Vou deixar os comentários sobre Gaza para outros blogs, que tem feito isto de maneira brilhante e extremamente competente (Grande “Cloaca News”! Valeu, “Abunda Canalha”!), denunciando a farsa da suposta “neutralidade” da mídia na cobertura do conflito (beirou o ridículo “O Globo” de ontem dedicar meia página de seu noticiário internacional a uma manifestação ocorrida em Jerusalém contra o PT, organizada por brasileiros lá residentes, devido ao fato do partido ter definido a ação israelense como “terrorismo de Estado” ). Por isto, pedindo licença ao mestre Veríssimo, vou entrar no clima de “poesia numa hora destas!?”.

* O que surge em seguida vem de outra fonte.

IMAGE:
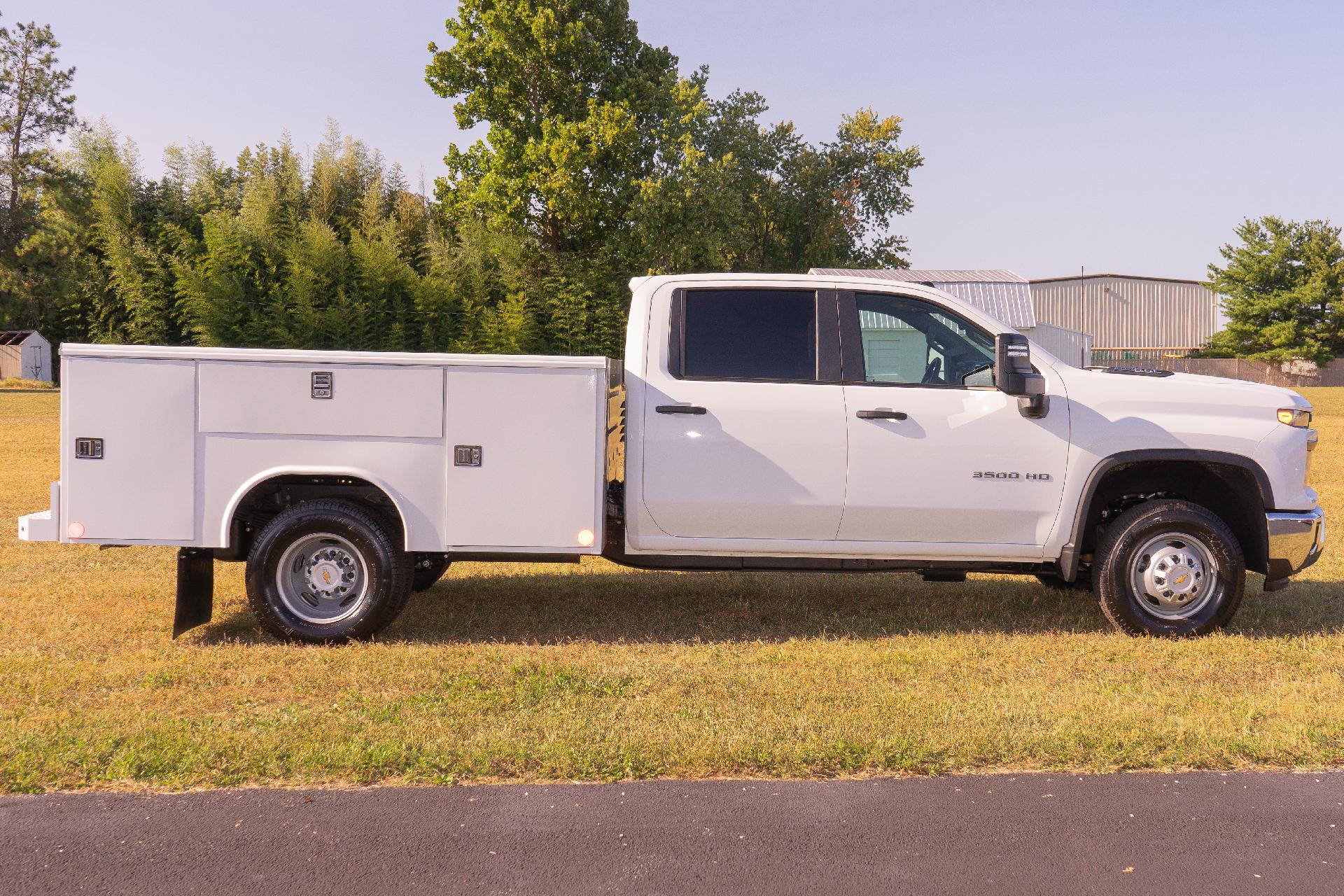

Em 1966, José Saramago lançou o livro “Poemas Possíveis”, onde estava uma pequena obra-prima chamada “Fala do Velho do Restelo ao Astronauta” (posteriormente musicada pelo compositor português Manuel Freire) que estabelece uma relação intertextual com a famosa “Fala do Velho do Restelo”, do canto IV de “Os Lusíadas”. Para quem não lembra do clássico de Camões, o Velho do Restelo é aquela que se aproxima das naus de Vasco da Gama, no momento da partida, no porto de Belém e vocifera um feroz discurso contra as navegações, atribuindo a elas todas as desgraças de Portugal e em um dos trechos desta fala, o Velho tece uma crítica contundente ao fato dos portugueses irem tão longe em busca de novos inimigos e conquistas, enquanto o “velho” inimigo batia à porta (numa clara referência à presença moura no norte da África): Deixas criar às portas o inimigo,/Por ires buscar outro de tão longe/Por quem se despovoe o Reino antigo,/Se enfraqueça e se vá deitando a longe? . Pois bem, em meados da década de 1960, em plena corrida espacial – um dos momentos mais “quentes” da Guerra Fria – e com os EUA começando a se afundar no atoleiro do Vietnã, com suas tropas praticando diversos crimes de guerra – uso do Napalm, ataques à populações civis, torturas - , Saramago coloca na boca do venerável ancião uma nova fala, desta vez dirigida aos astronautas que começavam a conquista do espaço (que era, no linguajar da Guerra Fria, a “última fronteira”). A questão é que esta “nova” fala do Velho do Restelo continua impressionantemente atual, mais de quatro décadas depois. E aí, acabamos voltando a Gaza...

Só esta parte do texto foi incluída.